Molecular and Cellular Endocrinology, 2014, Volume: 393, Issue: 1-2, Pages: 120-128, DOI: 10.1016/j.mce.2014.06.003
M. Holubova, V. Nagelova, Z. Lacinova, M. Haluzik, D. Sykora, A. Moulin, A. L. Blayo, J. A. Fehrentz, J. Martinez, A. Stofkova, J. Jurcovicova, B. Zelezna, L. Maletinska
Abstract
The only peripherally released orexigenic hormone, ghrelin, plays a key role in food intake and body wt. regulation. Antagonizing the ghrelin receptor, GHS-R1a, represents a promising approach for anti-obesity therapy. In our study, two novel GHS-R1a antagonists JMV4208 and JMV3002, which are trisubstituted 1,2,4-triazoles, decreased food intake in fasted lean mice in a dose-dependent manner, with ED50 values of 5.25 and 2.05 mg/kg, resp. Both compds. were stable in mouse blood, with half-lives of 90 min (JMV4208) and 60 min (JMV3002), and disappeared from the blood 8 h after administration.

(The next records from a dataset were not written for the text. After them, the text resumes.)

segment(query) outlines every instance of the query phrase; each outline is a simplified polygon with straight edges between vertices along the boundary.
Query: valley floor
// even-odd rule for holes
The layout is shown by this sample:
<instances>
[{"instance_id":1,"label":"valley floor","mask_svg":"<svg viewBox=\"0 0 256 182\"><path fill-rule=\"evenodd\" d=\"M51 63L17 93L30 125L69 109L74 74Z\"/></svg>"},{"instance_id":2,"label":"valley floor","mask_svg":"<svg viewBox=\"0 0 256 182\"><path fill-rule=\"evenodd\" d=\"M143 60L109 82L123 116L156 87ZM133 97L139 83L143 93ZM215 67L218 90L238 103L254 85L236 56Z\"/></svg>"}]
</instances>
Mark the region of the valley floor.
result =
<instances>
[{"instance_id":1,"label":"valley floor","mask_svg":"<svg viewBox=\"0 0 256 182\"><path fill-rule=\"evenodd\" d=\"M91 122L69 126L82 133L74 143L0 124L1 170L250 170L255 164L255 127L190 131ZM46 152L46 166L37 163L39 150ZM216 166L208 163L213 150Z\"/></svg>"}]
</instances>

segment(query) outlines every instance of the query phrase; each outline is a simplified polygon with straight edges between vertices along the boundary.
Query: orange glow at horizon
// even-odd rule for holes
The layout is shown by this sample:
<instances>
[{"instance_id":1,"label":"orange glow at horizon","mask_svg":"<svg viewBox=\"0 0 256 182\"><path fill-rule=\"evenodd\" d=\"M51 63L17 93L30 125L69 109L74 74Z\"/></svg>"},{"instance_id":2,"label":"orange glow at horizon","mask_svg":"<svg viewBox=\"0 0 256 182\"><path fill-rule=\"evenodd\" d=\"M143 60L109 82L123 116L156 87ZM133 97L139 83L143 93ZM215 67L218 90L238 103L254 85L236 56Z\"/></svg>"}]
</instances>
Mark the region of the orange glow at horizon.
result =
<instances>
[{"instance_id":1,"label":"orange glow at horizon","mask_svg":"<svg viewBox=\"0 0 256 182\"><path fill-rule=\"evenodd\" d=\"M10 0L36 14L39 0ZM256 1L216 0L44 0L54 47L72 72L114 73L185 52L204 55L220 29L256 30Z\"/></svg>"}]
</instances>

Fourteen days of treatment with the ghrelin antagonists (20 mg/kg twice a day) decreased food intake, body wt. and adipose tissue mass in mice with diet-induced obesity (DIO). These results are likely attributable to an impact on food intake redn. and an attenuated expression of the lipogenesis-promoting enzymes (acetyl-CoA carboxylase 1 in s.c. fat and fatty acid synthase in s.c. and i.p. fat). The decrease in fat mass neg. impacted circulating leptin levels. These data suggest that JMV4208 and JMV3002 could be useful therapeutic agents for the treatment of obesity.